Bioethics Forum Essay
Would I Give Aducanumab to My Mother?
Aducanumab has just been approved by the Food and Drug Administration to slow the progress of Alzheimer’s disease. It is likely that many people who are candidates for the drug will no longer be competent to make their own health care decisions, and will be relying heavily on others to make the decision with them or for them. As a layperson, how would I evaluate the risks and benefits of this drug, were I acting as a health care proxy for someone with Alzheimer’s disease?
A number of years ago, when my mother was in the middle of her 10-year decline into dementia, her physician wanted to give her Aricept (donepezil) and was very unhappy when I turned it down. At first it had seemed to me that anything was worth a try. There was evidence that some people experienced small, temporary benefits in cognitive function and activities of daily living. On the other hand, my mother had problems swallowing pills and hated to take any medication. Her caregiver was reluctant to coax my mother to take yet one more pill. Side effects included nausea, vomiting, weight loss, dizziness, diarrhea, drowsiness, weakness, trouble sleeping, shakiness, and muscle cramps. My mother already weighed about 90 pounds soaking wet, so even minor weight loss was a worry. Dizziness meant higher risk of falls. Intestinal distress, for someone who was already upset about the loss of dignity associated with bathroom issues, seemed like a really bad idea. All of this might have made sense for someone willing to take on the risks and downsides for the sake of the possible benefit—but my mother could hardly be called willing, as she no longer understood cause and effect.
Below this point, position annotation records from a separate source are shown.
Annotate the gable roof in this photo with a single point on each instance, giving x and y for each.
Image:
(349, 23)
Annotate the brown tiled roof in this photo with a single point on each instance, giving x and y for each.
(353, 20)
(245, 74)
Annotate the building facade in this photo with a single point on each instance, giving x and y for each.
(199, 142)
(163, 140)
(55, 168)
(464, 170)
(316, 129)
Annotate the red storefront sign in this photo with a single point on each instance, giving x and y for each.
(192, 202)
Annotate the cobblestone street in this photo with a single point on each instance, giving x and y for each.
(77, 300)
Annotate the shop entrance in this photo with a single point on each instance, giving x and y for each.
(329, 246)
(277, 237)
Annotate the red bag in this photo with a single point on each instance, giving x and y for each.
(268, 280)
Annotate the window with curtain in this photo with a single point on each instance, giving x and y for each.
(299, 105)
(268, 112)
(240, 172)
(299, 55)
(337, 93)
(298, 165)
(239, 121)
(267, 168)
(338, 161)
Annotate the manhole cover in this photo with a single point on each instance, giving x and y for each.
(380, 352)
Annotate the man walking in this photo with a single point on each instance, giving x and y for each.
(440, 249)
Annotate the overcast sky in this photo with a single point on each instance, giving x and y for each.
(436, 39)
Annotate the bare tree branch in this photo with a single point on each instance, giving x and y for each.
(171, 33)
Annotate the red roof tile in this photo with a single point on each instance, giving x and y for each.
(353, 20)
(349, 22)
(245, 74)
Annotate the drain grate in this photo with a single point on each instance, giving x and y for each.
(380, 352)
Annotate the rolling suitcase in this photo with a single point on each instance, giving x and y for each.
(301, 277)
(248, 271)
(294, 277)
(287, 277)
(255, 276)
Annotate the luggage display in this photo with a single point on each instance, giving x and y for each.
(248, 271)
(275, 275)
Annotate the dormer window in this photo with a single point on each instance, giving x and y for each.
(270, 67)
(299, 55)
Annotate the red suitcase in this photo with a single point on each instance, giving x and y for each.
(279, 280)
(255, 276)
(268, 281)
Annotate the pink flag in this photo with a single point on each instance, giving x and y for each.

My mother is long gone, but I thought of my decision on Aricept when the FDA announced its approval of aducanumab. How would I decide whether to have this drug prescribed for a family member? I am pretty sure I would say no. And that is assuming that there was a choice: at over $50,000 a year, it is not clear who will be able to pay for it. I would ask myself: does the drug work? What are the risks? What are the side effects? And how would taking the drug affect the overall quality of life of someone with Alzheimer’s?
First, it is not at all clear that the drug works, in terms of affecting cognition and slowing decline. As Jason Karlawish explains in an incisive piece in STAT, crucial scientific steps were missed, and the current data are inconclusive and contradictory.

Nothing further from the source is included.